SEE: Open source matters, and it’s about more than just free software

But Torvalds also considered 0.01, which was privately released to a few friends, a legitimate birthday too.    

“Now, that 0.01 release was never publicly announced, and I only emailed a handful of people in private about the upload (and I don’t have old emails from those days), so there’s no real record of that. The only record of the date is in the Linux-0.01 tar-file itself, I suspect,” he wrote

“Alas, the dates in that tar-file are for the last modification dates, not the actual creation of the tar-file, but it does seem to have happened around 7:30pm (Finnish time), so the exact anniversary was technically a couple of hours ago.”

He added: “Just thought I’d mention it, since while unannounced, in many ways this is the true 30th anniversary date of the actual code.”

As for the 5.15-rc2 release itself, Torvalds said he spent a “fair amount of this week trying to sort out all the odd warnings”, referring to -Werror – a change Torvalds enabled earlier this month as new default behavior for all kernel builds that treated all compiler and configuration “warnings” as “errors” that must be fixed. 

As noted by Linux news site Phoronix, it caused problems for some kernel contributors since treating warnings as errors stops the kernel build. 

Nick Desaulniers of Google argued that “-Werror is great for preventing new errors from creeping in when a codebase is free of warnings for all configs and all targets and the toolchain is never updated. Unfortunately, none of the above is the case for the Linux kernel at this time.” 

Torvalds initially resisted disabling -Werror by default but was open to making its behavior dependent on certain expectations. He ended up restricting -Werror to test builds of the kernel. 

However, he warned last week: “My “no warnings” policy isn’t exactly new, and people shouldn’t be shocked when I then say “time to clean up *YOUR* house too”.”

SEE: Programming languages: Python’s new developer in residence and their ‘make-it-or-break-it’ role

“I want to particularly thank Guenter Roeck for his work on tracking where the build failures due to -Werror come from,” Torvalds wrote Sunday. 
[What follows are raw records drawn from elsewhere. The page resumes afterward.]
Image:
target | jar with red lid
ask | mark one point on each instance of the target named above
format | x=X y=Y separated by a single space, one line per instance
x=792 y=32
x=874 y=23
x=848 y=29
“Is it done? No. But on the whole I’m feeling fairly good about this all, even if it has meant that I’ve been looking at some really odd and grotty code. Who knew I’d still worry about some odd EISA driver on alpha, after all these years? A slight change of pace ;),” he continued. 

Torvalds remains convinced -Werror is for a “good cause” and said it wasn’t “too bad” he spent much of the week “looking at reports of odd warnings-turned-errors.” 

“The most annoying thing is probably the “fix one odd corner case, three others rear their ugly heads”. But I remain convinced that it’s all for a good cause, and that we really do want to have a clean build even for the crazy odd cases,” he explains. 

“We’ll get there,” he wrote. 

Linux 5.15 stable should be released around November and includes better support for Microsoft’s NTFS file system.